- Directed by: Benito Alazraki
- Written by: Rodolfo Usigli (play) Francisco Cabrera Benito Alazraki
- Produced by: Francisco Cabrera
- Starring: Dolores del Río
- Cinematography: Agustín Martínez Solares
- Edited by: Rafael Ceballos
- Music by: Gonzalo Curiel
- Distributed by: FILMEX
- Release date: 26 June 1958;
- Running time: 94 minutes
- Country: Mexico
- Language: Spanish

= Where Are Our Children Going? =

Where Are Our Children Going? (¿Adónde van nuestros hijos?) is a 1958 Mexican drama film directed by Benito Alazraki.
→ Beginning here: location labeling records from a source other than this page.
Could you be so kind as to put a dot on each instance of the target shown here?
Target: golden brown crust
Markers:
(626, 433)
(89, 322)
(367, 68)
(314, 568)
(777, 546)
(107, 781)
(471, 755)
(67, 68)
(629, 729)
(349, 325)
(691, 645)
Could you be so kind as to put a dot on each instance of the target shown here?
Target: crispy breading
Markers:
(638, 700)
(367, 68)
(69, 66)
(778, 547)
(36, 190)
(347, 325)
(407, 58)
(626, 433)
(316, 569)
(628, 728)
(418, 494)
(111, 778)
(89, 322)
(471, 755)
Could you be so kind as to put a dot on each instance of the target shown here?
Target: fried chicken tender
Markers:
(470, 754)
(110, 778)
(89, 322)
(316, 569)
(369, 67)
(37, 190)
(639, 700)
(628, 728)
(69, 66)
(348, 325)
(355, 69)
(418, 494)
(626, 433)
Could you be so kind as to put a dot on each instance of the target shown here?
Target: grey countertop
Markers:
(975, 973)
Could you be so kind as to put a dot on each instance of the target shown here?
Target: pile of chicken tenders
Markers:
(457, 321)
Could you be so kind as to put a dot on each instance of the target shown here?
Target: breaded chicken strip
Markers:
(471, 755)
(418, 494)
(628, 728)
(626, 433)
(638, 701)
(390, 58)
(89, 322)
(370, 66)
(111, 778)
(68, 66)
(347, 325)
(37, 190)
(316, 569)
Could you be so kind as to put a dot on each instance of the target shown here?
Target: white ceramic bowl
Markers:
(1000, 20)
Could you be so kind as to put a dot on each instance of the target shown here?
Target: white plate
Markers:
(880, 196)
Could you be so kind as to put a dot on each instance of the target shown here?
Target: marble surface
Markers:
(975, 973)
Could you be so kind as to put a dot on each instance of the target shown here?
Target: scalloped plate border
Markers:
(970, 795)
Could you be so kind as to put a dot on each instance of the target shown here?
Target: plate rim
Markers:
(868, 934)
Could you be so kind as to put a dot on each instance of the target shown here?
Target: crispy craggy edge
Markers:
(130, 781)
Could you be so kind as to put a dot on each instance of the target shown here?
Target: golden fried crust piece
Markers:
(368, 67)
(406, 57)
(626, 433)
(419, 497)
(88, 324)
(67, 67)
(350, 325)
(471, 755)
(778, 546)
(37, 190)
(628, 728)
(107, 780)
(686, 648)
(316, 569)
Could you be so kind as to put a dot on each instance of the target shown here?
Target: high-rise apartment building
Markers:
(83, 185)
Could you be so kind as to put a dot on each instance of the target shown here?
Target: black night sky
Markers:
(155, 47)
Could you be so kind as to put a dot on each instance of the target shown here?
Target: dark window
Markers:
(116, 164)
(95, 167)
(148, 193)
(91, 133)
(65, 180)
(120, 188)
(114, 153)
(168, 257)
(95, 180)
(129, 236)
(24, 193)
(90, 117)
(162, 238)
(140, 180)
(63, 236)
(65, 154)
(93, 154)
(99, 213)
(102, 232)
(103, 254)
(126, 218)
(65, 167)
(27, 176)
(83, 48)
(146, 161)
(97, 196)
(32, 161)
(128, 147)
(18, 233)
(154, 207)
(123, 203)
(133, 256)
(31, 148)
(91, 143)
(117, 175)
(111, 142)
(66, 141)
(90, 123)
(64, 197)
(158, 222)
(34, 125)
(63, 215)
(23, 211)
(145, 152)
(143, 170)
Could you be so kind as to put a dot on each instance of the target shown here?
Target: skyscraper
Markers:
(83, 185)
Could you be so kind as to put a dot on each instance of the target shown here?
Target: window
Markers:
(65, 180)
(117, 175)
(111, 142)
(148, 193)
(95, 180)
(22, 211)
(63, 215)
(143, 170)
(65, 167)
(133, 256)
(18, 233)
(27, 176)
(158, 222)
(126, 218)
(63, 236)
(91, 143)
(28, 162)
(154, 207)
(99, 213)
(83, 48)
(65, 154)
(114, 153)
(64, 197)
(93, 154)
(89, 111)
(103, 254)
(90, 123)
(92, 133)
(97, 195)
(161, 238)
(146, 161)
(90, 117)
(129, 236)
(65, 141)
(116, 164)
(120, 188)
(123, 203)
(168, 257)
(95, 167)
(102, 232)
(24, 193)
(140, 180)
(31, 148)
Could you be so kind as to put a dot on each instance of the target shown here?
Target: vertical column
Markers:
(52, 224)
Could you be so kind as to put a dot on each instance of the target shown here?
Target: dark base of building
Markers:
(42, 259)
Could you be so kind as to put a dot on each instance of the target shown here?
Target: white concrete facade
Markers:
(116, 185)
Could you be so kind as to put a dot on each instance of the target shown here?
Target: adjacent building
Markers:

It was released in 1958. It starred Dolores del Río, and was based on the play Half Tone (Medio tono) by Rodolfo Usigli.

==Plot==
Martín (Tito Junco) is a bureaucrat who lives with his wife Rosa (Dolores del Río) and their children Julio, Gabriela, Sara, Victor, and little Martín. When each of their children begins to face problems of life, Martín and Rosa reach a point in their long relationship in which indecision and clashes seem to become daily bread, and their marriage will be in danger ... together with the family unit of their children.

==Cast==
- Dolores del Río - as Rosa
- Tito Junco - as Martín
- Ana Bertha Lepe - as Gabriela
- Martha Mijares - as Sara
- Carlos Fernández - as Julio
- León Michel - as Victor
- Rogelio Jiménez-Pons - as Martín, Jr.